Cherries and ginger make a flavorful combination, sweetness of cherries paired with gingery aftertaste is very delectable, in my opinion these guys are just meant to be together!
I am a huge fun of cherries and tend to eat them throughout the year. Why? Because cherries are extremely healthy and taste great! In addition to a hefty amount of antioxidants, they help to reduce inflammation and support healthy sleep because of naturally occurring melatonin, although not in the amount to make you sleepy during the day if you like to have cherries for breakfast, as I do.
I’ve come up with this cherry ice cream when I wanted to prepare a quick treat with a few ingredients involved. If you already follow the autoimmune protocol you know that dairy-free often implies the use of coconut milk or coconut cream instead. To make this recipe I opted for coconut cream and to make it zesty I decided to add crystallized ginger.
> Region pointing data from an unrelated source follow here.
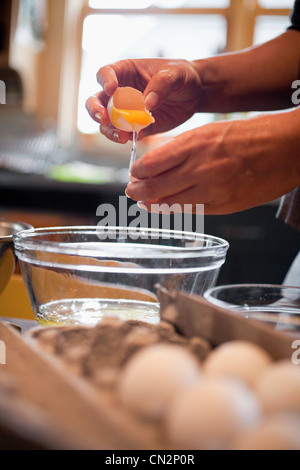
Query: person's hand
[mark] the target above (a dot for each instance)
(171, 91)
(227, 166)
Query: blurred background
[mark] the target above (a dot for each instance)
(56, 168)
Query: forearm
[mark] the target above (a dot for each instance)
(256, 79)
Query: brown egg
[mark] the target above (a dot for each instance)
(153, 376)
(240, 359)
(208, 415)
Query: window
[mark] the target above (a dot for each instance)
(190, 29)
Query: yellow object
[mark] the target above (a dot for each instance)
(14, 300)
(127, 110)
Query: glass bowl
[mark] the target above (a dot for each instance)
(275, 305)
(78, 275)
(7, 256)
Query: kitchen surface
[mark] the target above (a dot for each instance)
(132, 337)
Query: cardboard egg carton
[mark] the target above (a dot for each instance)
(58, 386)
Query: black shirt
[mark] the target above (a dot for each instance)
(296, 16)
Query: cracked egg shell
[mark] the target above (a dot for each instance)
(127, 111)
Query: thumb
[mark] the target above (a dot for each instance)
(161, 85)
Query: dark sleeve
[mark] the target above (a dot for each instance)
(295, 18)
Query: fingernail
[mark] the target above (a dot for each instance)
(142, 205)
(152, 100)
(116, 136)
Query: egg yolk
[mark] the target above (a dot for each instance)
(133, 117)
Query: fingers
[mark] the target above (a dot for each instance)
(96, 107)
(163, 159)
(161, 85)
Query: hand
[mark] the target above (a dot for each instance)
(227, 166)
(171, 90)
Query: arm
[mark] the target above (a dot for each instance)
(256, 79)
(228, 166)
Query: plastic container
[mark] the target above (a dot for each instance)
(276, 305)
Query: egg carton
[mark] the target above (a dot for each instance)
(60, 387)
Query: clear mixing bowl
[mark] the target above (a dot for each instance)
(275, 305)
(7, 256)
(78, 275)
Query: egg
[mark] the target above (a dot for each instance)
(153, 376)
(207, 415)
(276, 432)
(278, 387)
(240, 359)
(127, 111)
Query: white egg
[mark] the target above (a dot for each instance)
(240, 359)
(154, 375)
(278, 387)
(208, 415)
(277, 432)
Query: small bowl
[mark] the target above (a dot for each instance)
(78, 275)
(7, 256)
(275, 305)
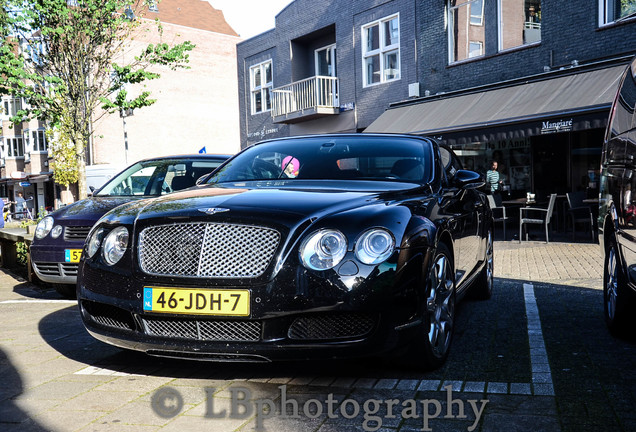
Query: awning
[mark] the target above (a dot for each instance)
(576, 101)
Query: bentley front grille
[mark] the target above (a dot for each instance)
(333, 326)
(222, 331)
(207, 250)
(76, 233)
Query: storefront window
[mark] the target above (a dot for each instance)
(519, 23)
(514, 160)
(466, 28)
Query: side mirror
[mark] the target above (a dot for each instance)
(201, 179)
(468, 179)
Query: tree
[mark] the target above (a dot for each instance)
(63, 57)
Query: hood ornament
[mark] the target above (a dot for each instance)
(213, 210)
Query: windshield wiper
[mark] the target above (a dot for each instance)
(626, 17)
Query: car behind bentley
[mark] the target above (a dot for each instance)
(315, 247)
(59, 237)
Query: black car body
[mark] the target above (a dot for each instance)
(60, 237)
(301, 248)
(617, 207)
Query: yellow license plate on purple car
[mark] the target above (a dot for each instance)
(197, 301)
(72, 255)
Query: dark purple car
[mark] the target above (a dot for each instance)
(59, 237)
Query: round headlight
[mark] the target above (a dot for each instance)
(44, 227)
(56, 231)
(323, 249)
(375, 246)
(115, 245)
(95, 242)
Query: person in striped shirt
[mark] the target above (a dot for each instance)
(492, 179)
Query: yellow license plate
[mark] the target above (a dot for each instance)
(197, 301)
(72, 255)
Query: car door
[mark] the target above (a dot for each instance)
(464, 207)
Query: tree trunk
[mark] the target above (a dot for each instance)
(81, 177)
(66, 196)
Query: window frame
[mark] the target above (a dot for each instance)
(480, 16)
(10, 142)
(603, 15)
(501, 27)
(331, 49)
(382, 51)
(35, 139)
(263, 88)
(450, 28)
(9, 105)
(481, 49)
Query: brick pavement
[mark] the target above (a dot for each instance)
(557, 262)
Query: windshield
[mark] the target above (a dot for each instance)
(356, 157)
(158, 177)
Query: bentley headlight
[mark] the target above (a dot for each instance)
(95, 242)
(115, 245)
(323, 249)
(375, 246)
(44, 227)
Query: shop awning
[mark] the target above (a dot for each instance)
(575, 101)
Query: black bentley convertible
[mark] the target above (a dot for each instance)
(313, 247)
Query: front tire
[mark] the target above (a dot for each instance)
(616, 297)
(438, 313)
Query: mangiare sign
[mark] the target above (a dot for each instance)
(558, 126)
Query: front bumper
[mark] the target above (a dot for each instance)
(297, 316)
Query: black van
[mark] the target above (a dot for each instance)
(617, 208)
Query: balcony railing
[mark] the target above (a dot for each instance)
(310, 98)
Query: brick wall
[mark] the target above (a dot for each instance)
(195, 107)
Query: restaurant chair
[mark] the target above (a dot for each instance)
(579, 212)
(498, 211)
(524, 218)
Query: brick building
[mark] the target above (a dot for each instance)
(534, 91)
(529, 82)
(306, 75)
(196, 108)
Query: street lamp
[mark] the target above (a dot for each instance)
(123, 113)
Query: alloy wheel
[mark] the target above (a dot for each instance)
(440, 306)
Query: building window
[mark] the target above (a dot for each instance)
(326, 61)
(15, 147)
(261, 87)
(617, 10)
(381, 51)
(466, 28)
(11, 106)
(519, 23)
(476, 49)
(38, 140)
(477, 12)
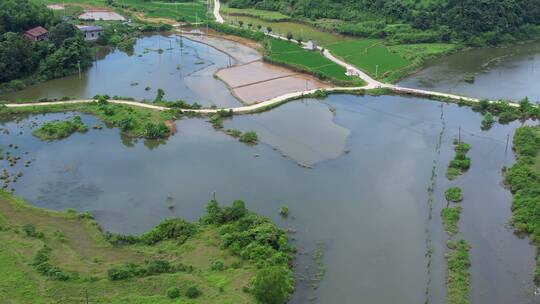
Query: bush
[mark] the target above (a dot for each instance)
(249, 137)
(217, 265)
(173, 293)
(193, 292)
(30, 230)
(454, 194)
(156, 130)
(272, 285)
(284, 210)
(170, 229)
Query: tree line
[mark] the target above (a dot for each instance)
(475, 22)
(41, 60)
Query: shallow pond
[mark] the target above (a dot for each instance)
(364, 204)
(184, 70)
(508, 73)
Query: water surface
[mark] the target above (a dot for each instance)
(367, 209)
(501, 73)
(184, 70)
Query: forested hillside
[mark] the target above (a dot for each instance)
(476, 22)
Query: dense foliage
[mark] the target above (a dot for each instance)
(257, 239)
(62, 55)
(60, 129)
(458, 280)
(472, 21)
(461, 161)
(524, 181)
(454, 194)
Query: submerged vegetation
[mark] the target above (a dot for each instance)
(461, 162)
(523, 179)
(454, 194)
(66, 257)
(458, 278)
(60, 129)
(450, 218)
(132, 121)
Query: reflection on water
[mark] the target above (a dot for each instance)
(366, 208)
(183, 69)
(307, 138)
(509, 73)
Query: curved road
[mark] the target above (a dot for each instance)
(371, 84)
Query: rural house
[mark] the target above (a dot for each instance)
(37, 34)
(90, 32)
(311, 45)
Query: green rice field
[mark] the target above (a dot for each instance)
(261, 14)
(307, 32)
(370, 55)
(187, 11)
(292, 54)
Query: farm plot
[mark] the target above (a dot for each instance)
(370, 55)
(313, 61)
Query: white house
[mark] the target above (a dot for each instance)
(311, 45)
(90, 32)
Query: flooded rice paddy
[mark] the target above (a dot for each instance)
(367, 208)
(184, 69)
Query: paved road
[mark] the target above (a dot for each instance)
(370, 82)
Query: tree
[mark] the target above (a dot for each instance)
(159, 95)
(72, 53)
(61, 32)
(17, 57)
(272, 285)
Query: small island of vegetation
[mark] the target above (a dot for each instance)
(60, 129)
(230, 256)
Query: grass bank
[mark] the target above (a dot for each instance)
(132, 121)
(50, 256)
(523, 178)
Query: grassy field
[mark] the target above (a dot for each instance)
(261, 14)
(305, 31)
(133, 121)
(187, 11)
(77, 245)
(370, 55)
(289, 53)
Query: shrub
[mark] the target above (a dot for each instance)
(272, 285)
(454, 194)
(234, 132)
(154, 131)
(284, 210)
(173, 293)
(30, 230)
(193, 292)
(249, 137)
(461, 162)
(170, 229)
(217, 265)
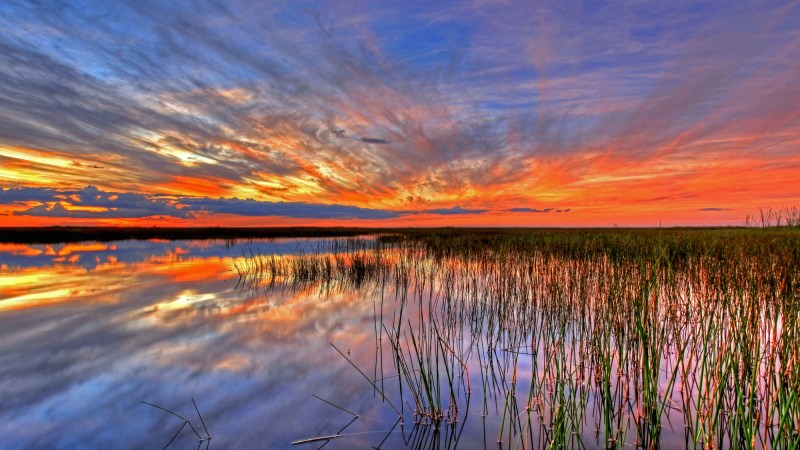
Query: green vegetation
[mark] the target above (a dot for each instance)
(564, 339)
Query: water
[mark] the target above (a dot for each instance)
(89, 331)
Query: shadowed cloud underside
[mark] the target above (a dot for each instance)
(456, 113)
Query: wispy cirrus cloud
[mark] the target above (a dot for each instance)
(404, 107)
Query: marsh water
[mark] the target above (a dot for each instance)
(329, 342)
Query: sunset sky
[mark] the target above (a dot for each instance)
(501, 113)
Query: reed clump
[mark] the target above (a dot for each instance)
(608, 337)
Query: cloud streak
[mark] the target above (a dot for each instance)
(403, 108)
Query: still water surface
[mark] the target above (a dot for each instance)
(89, 330)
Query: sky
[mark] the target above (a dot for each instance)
(467, 113)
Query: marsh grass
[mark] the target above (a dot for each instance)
(596, 338)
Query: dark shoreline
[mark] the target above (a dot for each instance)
(51, 235)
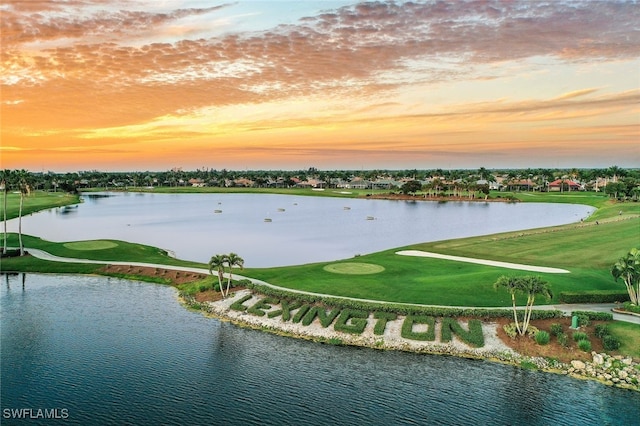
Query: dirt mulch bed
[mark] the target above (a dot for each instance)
(175, 277)
(527, 345)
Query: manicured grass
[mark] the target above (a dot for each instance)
(36, 201)
(353, 268)
(91, 245)
(587, 250)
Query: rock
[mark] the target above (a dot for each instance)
(578, 365)
(598, 359)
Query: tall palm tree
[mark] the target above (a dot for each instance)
(233, 260)
(530, 286)
(23, 181)
(533, 286)
(512, 284)
(5, 183)
(217, 263)
(628, 268)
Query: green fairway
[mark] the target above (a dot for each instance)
(111, 250)
(91, 245)
(587, 250)
(354, 268)
(36, 201)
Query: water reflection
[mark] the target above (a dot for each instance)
(119, 352)
(302, 229)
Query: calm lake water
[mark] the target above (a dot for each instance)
(112, 352)
(303, 229)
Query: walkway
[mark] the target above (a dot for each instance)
(567, 309)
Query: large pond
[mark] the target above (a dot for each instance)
(108, 351)
(302, 229)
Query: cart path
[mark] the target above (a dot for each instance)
(518, 266)
(567, 309)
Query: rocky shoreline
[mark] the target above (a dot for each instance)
(611, 370)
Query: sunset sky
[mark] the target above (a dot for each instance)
(123, 85)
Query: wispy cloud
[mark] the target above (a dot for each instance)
(92, 67)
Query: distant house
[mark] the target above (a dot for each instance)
(564, 185)
(198, 183)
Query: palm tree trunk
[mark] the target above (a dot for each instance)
(20, 225)
(515, 313)
(4, 246)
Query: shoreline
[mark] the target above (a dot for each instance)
(609, 370)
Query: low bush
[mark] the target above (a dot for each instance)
(584, 345)
(563, 339)
(381, 323)
(407, 328)
(238, 304)
(594, 296)
(628, 306)
(542, 337)
(610, 343)
(584, 320)
(473, 336)
(594, 316)
(579, 335)
(325, 318)
(351, 321)
(601, 330)
(399, 309)
(556, 329)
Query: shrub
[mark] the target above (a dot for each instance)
(381, 323)
(351, 321)
(563, 339)
(542, 337)
(258, 309)
(473, 337)
(583, 320)
(238, 304)
(407, 328)
(556, 329)
(628, 306)
(286, 308)
(579, 335)
(594, 316)
(601, 330)
(594, 296)
(584, 345)
(610, 343)
(325, 318)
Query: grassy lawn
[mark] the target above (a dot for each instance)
(36, 201)
(629, 336)
(586, 250)
(101, 250)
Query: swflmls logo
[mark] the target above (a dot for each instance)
(30, 413)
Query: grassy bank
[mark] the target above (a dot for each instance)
(587, 250)
(36, 201)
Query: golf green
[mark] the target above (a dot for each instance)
(354, 268)
(90, 245)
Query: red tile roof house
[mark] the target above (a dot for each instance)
(557, 185)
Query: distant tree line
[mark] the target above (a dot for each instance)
(615, 181)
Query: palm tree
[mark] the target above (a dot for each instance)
(217, 262)
(533, 286)
(233, 260)
(529, 285)
(628, 268)
(512, 286)
(23, 180)
(5, 183)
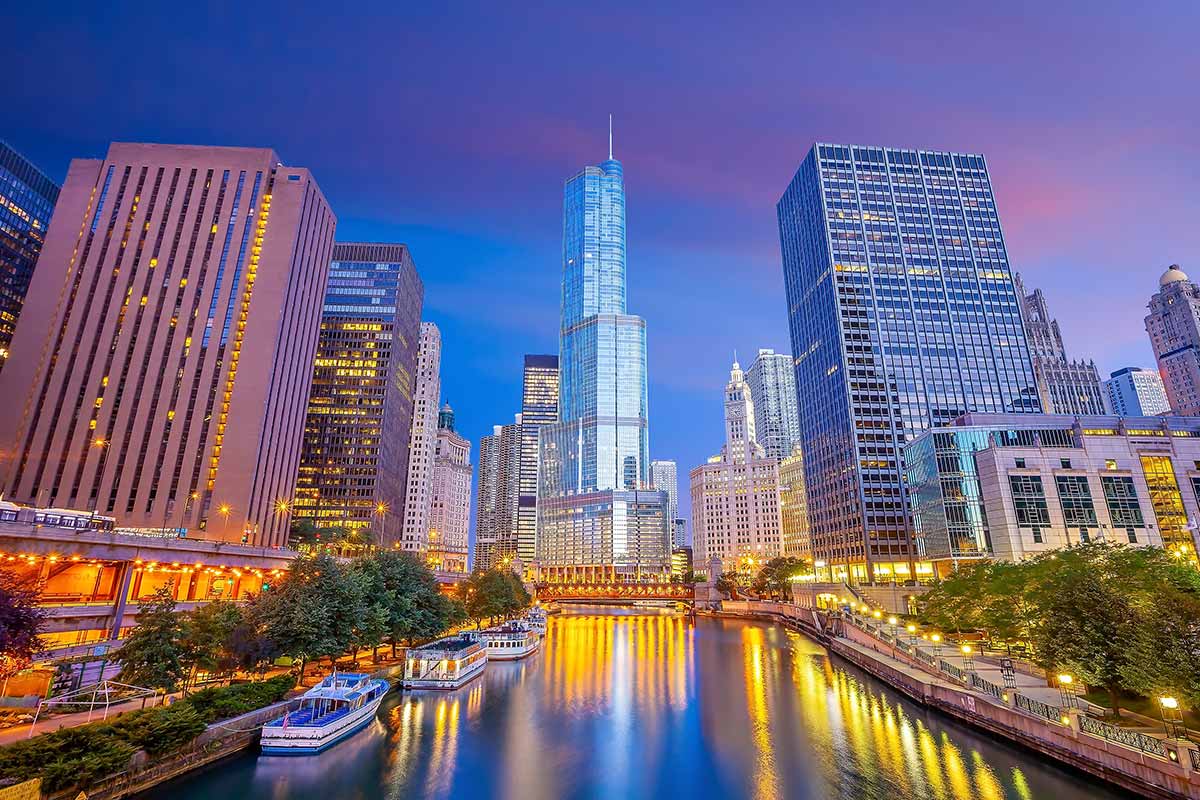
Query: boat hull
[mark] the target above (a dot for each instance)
(299, 740)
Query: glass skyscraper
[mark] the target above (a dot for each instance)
(598, 517)
(27, 202)
(903, 317)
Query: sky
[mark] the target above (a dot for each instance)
(451, 127)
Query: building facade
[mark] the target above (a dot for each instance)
(450, 505)
(597, 516)
(354, 464)
(423, 440)
(904, 316)
(496, 503)
(1134, 391)
(539, 407)
(162, 365)
(1065, 386)
(1014, 486)
(772, 380)
(735, 497)
(27, 202)
(793, 506)
(1174, 329)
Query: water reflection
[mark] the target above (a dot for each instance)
(639, 705)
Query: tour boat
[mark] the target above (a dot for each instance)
(445, 663)
(337, 707)
(511, 641)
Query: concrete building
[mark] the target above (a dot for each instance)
(793, 506)
(1174, 329)
(423, 440)
(450, 505)
(1012, 486)
(161, 368)
(598, 519)
(354, 465)
(772, 380)
(898, 293)
(496, 503)
(735, 497)
(27, 202)
(1134, 391)
(1065, 386)
(539, 407)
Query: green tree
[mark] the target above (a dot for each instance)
(154, 655)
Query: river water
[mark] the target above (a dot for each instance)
(622, 704)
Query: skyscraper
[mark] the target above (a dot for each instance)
(496, 504)
(772, 380)
(1174, 328)
(450, 505)
(162, 365)
(539, 407)
(354, 463)
(735, 497)
(1134, 391)
(1065, 386)
(904, 316)
(598, 517)
(423, 440)
(27, 202)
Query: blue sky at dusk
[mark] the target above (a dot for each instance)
(451, 127)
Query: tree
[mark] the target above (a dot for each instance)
(22, 621)
(153, 655)
(775, 576)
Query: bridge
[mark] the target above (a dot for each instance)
(615, 593)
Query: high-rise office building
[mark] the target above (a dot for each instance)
(161, 368)
(735, 497)
(496, 503)
(597, 516)
(450, 506)
(423, 440)
(1174, 328)
(903, 316)
(1134, 391)
(772, 380)
(27, 202)
(1065, 386)
(539, 407)
(354, 463)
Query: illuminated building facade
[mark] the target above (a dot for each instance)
(27, 202)
(735, 497)
(597, 516)
(539, 407)
(904, 316)
(161, 368)
(450, 504)
(423, 440)
(354, 465)
(1011, 486)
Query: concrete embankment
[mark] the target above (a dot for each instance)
(1174, 776)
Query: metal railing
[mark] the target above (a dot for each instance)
(1037, 708)
(1122, 737)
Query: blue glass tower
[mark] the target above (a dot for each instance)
(904, 316)
(597, 516)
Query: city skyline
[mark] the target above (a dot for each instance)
(491, 266)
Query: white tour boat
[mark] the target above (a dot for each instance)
(445, 663)
(511, 641)
(337, 707)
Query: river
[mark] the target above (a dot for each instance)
(622, 704)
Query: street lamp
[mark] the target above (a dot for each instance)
(1067, 690)
(1173, 717)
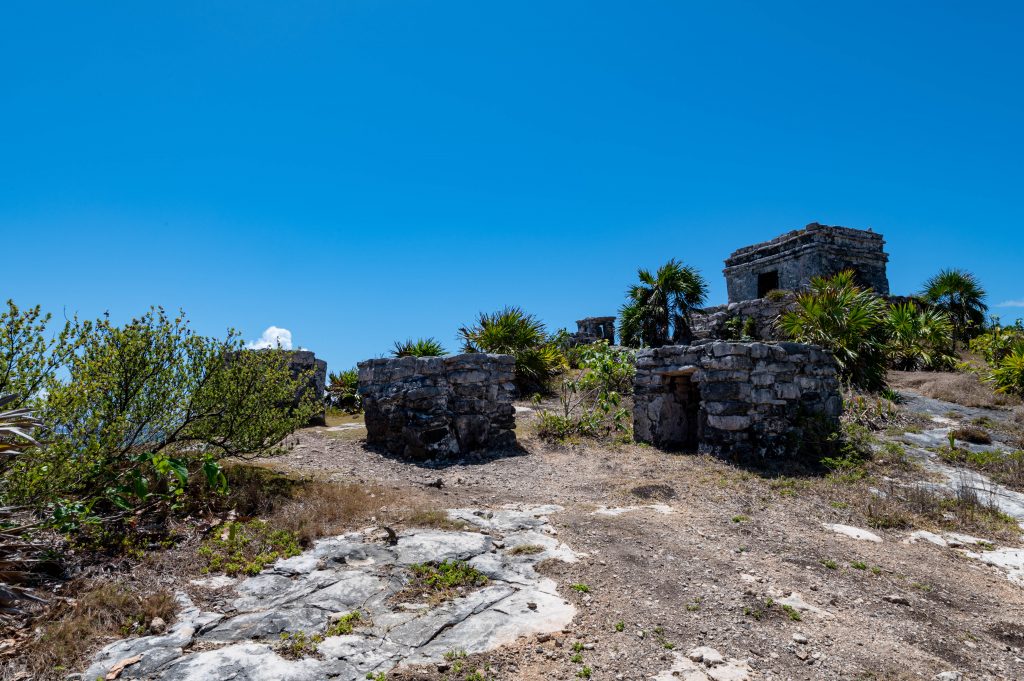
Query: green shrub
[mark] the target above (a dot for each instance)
(740, 328)
(511, 331)
(246, 548)
(591, 397)
(421, 347)
(1009, 374)
(343, 390)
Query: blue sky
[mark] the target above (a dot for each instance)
(364, 171)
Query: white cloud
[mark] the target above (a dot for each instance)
(272, 337)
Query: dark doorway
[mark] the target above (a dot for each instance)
(767, 282)
(679, 423)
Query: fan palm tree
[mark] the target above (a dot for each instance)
(919, 338)
(421, 347)
(958, 294)
(846, 320)
(657, 309)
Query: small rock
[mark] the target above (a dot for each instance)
(708, 655)
(896, 599)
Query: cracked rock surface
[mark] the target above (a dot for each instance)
(354, 572)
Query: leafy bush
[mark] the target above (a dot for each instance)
(591, 397)
(998, 341)
(958, 294)
(657, 309)
(848, 321)
(343, 390)
(31, 360)
(146, 408)
(740, 328)
(919, 338)
(421, 347)
(511, 331)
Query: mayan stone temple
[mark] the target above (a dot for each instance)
(788, 262)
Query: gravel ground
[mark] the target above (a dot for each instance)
(702, 557)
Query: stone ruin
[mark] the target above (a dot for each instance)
(788, 262)
(300, 362)
(594, 329)
(732, 399)
(427, 408)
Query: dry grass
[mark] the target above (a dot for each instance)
(918, 507)
(323, 509)
(957, 387)
(101, 610)
(436, 519)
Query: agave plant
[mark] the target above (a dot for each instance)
(919, 338)
(421, 347)
(960, 294)
(16, 428)
(657, 310)
(511, 331)
(841, 316)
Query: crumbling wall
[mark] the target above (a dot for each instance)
(425, 408)
(796, 257)
(734, 399)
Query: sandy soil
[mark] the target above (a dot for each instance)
(701, 568)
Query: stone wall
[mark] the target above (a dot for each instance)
(426, 408)
(716, 323)
(734, 399)
(790, 261)
(594, 329)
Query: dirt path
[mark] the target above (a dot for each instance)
(706, 559)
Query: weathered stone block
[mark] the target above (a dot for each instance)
(728, 410)
(423, 408)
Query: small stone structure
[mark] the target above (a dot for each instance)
(735, 399)
(424, 408)
(790, 261)
(300, 362)
(595, 329)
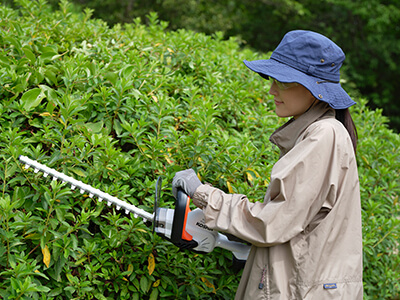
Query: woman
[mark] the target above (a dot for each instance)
(306, 235)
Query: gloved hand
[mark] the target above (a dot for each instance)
(187, 180)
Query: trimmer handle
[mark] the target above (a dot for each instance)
(181, 211)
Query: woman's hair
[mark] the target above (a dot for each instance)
(343, 115)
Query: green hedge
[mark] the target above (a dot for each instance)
(116, 108)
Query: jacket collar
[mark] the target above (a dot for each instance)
(285, 137)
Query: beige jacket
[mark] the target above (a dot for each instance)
(306, 235)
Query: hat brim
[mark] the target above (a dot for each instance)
(327, 91)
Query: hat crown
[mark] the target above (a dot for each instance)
(310, 53)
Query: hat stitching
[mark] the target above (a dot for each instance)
(305, 68)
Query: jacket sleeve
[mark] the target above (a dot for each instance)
(301, 182)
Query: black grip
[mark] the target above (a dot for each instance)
(178, 226)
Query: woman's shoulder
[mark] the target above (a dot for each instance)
(327, 126)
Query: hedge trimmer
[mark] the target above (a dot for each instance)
(181, 226)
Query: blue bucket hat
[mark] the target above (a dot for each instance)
(311, 60)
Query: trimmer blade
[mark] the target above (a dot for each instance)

Initially I added five ginger pieces, could hardy taste any ginger, so I doubled the portion for extra spiciness.
- 1 cup sweet cherries, fresh or frozen
- 2 small ripe bananas or 1 large
- 10 pieces crystallized ginger*
- 1 cup coconut cream
- 1 tablespoon lemon juice
- Combine all ingredients in a blender and process until smooth.
- Transfer to an ice cream maker and churn according to the manufacturer's instructions.
- Enjoy it right away or leave in a freezer until more solid.
This ice cream comes out pretty gingery, so feel free to adjust ginger amount to your liking.